En principio, siempre que salgamos a hacer deporte en áreas concurridas y no podamos mantener las distancias de seguridad, deberíamos utilizar mascarilla. Ésta deber ser cómoda, porque si no, ya nos conocemos, no la vamos a usar.

Lo ideal es llevar una mascarilla que no se caiga y que no apriete en exceso. Ahora mismo tenemos muchas opciones en el mercado y que cumplen muy bien todo lo que le pedimos a una mascarilla para hacer deporte.

Es cierto que muchas personas encuentran inconvenientes en utilizar la mascarilla para correr, pero no nos va a pasar nada por llevarla, no va a haber ninguna limitación, siempre que la intensidad vaya a ser moderada.

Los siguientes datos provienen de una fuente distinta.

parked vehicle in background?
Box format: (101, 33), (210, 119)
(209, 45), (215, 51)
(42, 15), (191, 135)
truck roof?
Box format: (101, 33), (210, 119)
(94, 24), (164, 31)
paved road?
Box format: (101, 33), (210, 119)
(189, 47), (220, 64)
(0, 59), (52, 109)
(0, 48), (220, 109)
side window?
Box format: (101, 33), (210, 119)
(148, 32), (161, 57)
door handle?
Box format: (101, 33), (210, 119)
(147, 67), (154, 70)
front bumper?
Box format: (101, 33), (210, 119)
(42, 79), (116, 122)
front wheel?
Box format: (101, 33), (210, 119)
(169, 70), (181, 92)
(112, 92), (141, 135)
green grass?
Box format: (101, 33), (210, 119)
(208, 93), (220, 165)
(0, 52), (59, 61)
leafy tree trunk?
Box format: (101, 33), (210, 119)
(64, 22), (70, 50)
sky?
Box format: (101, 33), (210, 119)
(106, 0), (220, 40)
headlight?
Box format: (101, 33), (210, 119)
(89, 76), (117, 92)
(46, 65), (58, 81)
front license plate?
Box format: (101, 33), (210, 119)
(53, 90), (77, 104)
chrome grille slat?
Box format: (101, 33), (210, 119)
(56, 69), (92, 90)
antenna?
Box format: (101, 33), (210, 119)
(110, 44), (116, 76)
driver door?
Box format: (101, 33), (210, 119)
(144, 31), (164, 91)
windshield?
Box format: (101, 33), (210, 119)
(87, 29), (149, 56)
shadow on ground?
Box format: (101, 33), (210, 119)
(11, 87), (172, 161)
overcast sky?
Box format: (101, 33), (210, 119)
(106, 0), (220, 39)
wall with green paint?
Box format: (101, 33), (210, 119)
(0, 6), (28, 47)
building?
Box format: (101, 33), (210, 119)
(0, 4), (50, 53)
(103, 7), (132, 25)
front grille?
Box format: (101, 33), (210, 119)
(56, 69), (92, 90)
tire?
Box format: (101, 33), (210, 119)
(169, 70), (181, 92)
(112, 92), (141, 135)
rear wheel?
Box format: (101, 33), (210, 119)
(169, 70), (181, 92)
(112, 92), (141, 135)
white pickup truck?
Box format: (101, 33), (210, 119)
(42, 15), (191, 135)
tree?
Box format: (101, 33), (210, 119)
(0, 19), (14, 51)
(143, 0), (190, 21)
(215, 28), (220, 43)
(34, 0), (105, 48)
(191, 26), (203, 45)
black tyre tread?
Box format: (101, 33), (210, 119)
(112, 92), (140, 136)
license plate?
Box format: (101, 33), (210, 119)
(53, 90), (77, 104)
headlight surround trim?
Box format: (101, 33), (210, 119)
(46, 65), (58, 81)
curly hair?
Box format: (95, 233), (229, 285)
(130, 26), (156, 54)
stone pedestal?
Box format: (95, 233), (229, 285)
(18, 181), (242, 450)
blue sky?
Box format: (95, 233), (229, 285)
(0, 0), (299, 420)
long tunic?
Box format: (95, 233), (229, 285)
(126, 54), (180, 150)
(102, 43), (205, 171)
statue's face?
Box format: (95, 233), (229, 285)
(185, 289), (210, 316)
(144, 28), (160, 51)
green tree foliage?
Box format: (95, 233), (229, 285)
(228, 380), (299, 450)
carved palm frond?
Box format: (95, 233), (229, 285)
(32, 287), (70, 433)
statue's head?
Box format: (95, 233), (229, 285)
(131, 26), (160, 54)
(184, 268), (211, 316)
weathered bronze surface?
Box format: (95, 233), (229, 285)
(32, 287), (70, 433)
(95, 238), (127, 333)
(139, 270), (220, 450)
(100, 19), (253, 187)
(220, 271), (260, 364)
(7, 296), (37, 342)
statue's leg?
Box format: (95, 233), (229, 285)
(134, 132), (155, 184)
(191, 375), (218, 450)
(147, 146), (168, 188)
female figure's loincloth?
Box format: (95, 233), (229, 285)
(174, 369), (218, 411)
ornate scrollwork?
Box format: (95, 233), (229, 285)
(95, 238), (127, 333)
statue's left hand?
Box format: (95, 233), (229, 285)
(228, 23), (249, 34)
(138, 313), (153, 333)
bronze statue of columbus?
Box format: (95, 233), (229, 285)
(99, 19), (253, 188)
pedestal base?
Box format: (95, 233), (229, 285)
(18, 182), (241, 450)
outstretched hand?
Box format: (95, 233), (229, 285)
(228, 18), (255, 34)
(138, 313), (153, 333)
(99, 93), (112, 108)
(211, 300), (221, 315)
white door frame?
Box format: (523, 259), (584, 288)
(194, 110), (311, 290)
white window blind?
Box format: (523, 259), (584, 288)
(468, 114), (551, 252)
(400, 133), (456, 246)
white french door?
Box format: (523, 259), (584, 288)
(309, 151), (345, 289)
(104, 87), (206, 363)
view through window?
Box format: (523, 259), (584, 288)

Si vamos a hacer entrenamiento de alta intensidad, que es algo que los corredores populares hacemos no más de dos veces a la semana, tenemos que buscar el lugar y el horario idóneos. Lo primero que tenemos que tener en cuenta es que que el organismo no va a permitir desarrollar altas intensidades con limitaciones de flujo aéreo, ya que los receptores de CO2 indican claramente al sistema musculoesquelético que debe interrumpir este tipo de ejercicio.

Sentido común

Si aumentamos voluntariamente las intensidades a pesar de los ‘input’ que envía el organismo, llegaría un momento en que nos pararía, con espasmos, alteraciones de la respiración, metabólicas e incluso con molestias musculares intensas debido a las altas concentraciones de lactato y CO2. Esto no tiene porqué suceder, porque en altas intensidades no llevaremos mascarillas.

Lo ideal es tener el entrenamiento planeado, no solo en intensidad, también en horario y en localización. Ya sea en pista o en calle elegiremos un momento idóneo para el entrenamiento de intensidad.

 

Apliquemos el sentido común. Si salgo a correr por espacios concurridos, mejor llevo mascarilla. Si voy con amigos a correr, lo ideal es que me asegure de que tienen inmunidad o no es posible el contagio. Si no lo sé, tendré que adaptarme en las nuevas realidades y localizar el lugar más seguro para poder entrenar sin mascarilla. No es tan difícil, solo hay que aprender a adaptarse.

Una opción es realizar el test para saber si hemos pasado el virus o no y si tenemos inmunidad. Puede resultar útil en los grupos de entrenamiento, para conocer en el riesgo de contagio. Los test de coronavirus se pueden hacer, por ejemplo, en los centros de Healthing de Reebok Sports Club.

Le damos las gracias a la Doctora por sus recomendaciones.

Estamos pasando un verano especialmente caluroso. Los consejos relativos al horario y la intensidad del entrenamiento son de sentido común, al igual que mantenernos protegidos si circulamos por zonas donde nos encontramos con gente.

El virus nos ha demostrado que no va a dejarnos respirar hasta que seamos capaces de tener la responsabilidad de respetar las medidas que nos imponen. Pronto vendrá la vacuna, entonces podremos respirar tranquilos.

Hasta entonces, si tenemos que modificar nuestros horarios, tipo de ejercicio, y reducir la intensidad del mismo, hagámoslo. Necesitamos adaptarnos a los tiempos que nos ha tocado vivir. Además, se pueden hacer muchos ejercicios preparatorios para cuando todo esto pase.

Hay zonas más deshabitadas, donde podemos aprovechar más el no usar la mascarilla. Pero no lleguemos ni a ofender ni a poner en jaque la salud de los demás.

Hoy debemos entrenar la solidaridad, para recuperar y proteger la salud  de los que nos rodean, incluso la nuestra.

Está siendo más largo de lo que esperábamos. Pero es una carrera de fondo, y seguro que nosotros tenemos más cabeza, tenacidad y sentido común que ese minúsculo bichito que ha puesto el mundo a sus pies.